Chartist: Task-driven Eye Movement Control for Chart Reading
Danqing Shi, Yao Wang, Yunpeng Bai, Andreas Bulling, Antti Oulasvirta
TL;DR
Chartist tackles the challenge of predicting how people read charts under specific analytical tasks by introducing a two-level hierarchical model that combines a memory-rich, LLM-powered cognitive controller with reinforcement-learning driven oculomotor subsystems. By formulating the task as a bounded $POMDP$ and training low-level gaze policies via $PPO$, Chartist can generate task-driven fixation sequences without using human eye-tracking data for training. The approach yields human-like scanpaths across RV, F, and FE tasks and outperforms several baselines on task-specific metrics, while also matching key human statistical patterns. The work enables applications in visualization design evaluation and optimization, as well as explainable AI for chart question answering, with potential extensions to diverse chart types and more sophisticated QA tasks, albeit with limitations in generalizability and spatial precision.
Abstract
To design data visualizations that are easy to comprehend, we need to understand how people with different interests read them. Computational models of predicting scanpaths on charts could complement empirical studies by offering estimates of user performance inexpensively; however, previous models have been limited to gaze patterns and overlooked the effects of tasks.

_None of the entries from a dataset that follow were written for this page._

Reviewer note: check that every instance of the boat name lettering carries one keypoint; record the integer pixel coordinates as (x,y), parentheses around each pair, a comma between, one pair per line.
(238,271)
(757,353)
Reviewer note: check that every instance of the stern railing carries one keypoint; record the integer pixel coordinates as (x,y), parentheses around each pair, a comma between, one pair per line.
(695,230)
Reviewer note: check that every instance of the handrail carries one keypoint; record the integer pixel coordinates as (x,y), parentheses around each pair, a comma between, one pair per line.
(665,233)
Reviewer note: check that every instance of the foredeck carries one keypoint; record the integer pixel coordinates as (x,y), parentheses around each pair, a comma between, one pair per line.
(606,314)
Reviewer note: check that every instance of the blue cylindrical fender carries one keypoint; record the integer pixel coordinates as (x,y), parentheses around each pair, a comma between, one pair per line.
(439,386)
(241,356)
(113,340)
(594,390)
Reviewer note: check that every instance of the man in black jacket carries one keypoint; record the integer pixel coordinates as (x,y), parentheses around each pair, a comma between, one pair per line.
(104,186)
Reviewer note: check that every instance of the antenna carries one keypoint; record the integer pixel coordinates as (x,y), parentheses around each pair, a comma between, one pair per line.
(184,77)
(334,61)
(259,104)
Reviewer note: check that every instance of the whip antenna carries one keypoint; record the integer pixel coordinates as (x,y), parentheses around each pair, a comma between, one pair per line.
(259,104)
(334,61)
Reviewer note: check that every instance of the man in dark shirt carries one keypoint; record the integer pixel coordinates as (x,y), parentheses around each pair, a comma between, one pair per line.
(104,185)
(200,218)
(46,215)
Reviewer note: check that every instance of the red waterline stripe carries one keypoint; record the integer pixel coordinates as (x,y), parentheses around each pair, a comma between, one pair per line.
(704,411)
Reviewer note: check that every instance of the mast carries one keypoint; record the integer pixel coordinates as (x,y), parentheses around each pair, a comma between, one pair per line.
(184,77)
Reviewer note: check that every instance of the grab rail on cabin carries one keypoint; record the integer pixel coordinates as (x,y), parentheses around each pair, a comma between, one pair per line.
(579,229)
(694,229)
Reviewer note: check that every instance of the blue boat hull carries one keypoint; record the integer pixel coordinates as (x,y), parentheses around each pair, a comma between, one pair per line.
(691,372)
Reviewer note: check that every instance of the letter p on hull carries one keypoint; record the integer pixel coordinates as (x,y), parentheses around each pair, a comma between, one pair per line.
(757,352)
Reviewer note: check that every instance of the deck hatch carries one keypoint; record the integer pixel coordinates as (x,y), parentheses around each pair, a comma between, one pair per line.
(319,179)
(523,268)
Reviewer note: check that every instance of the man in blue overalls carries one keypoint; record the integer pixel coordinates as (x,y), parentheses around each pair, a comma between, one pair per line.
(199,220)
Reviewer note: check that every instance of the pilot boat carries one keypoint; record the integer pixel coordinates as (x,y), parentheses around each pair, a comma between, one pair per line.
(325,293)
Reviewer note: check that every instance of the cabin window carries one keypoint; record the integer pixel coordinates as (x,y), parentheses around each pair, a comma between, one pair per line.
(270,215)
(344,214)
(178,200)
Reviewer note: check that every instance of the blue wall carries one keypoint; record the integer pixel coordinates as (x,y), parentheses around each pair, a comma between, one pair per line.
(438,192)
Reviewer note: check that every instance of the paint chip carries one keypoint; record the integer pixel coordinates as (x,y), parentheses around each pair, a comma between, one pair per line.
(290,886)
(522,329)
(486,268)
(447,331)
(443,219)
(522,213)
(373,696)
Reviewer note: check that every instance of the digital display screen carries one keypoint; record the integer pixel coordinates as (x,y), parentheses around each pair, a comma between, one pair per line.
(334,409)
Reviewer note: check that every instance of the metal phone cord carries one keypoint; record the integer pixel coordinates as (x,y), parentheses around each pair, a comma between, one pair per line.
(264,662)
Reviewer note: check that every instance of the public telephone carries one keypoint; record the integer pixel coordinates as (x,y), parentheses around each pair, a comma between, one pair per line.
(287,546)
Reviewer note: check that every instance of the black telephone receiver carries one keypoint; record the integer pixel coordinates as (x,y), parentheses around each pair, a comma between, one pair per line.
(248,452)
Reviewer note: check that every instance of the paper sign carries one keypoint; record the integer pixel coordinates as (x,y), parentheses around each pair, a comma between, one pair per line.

Here, we contribute Chartist, a computational model that simulates how users move their eyes to extract information from the chart in order to perform analysis tasks, including value retrieval, filtering, and finding extremes. The novel contribution lies in a two-level hierarchical control architecture. At the high level, the model uses LLMs to comprehend the information gained so far and applies this representation to select a goal for the lower-level controllers, which, in turn, move the eyes in accordance with a sampling policy learned via reinforcement learning. The model is capable of predicting human-like task-driven scanpaths across various tasks. It can be applied in fields such as explainable AI, visualization design evaluation, and optimization. While it displays limitations in terms of generalizability and accuracy, it takes modeling in a promising direction, toward understanding human behaviors in interacting with charts.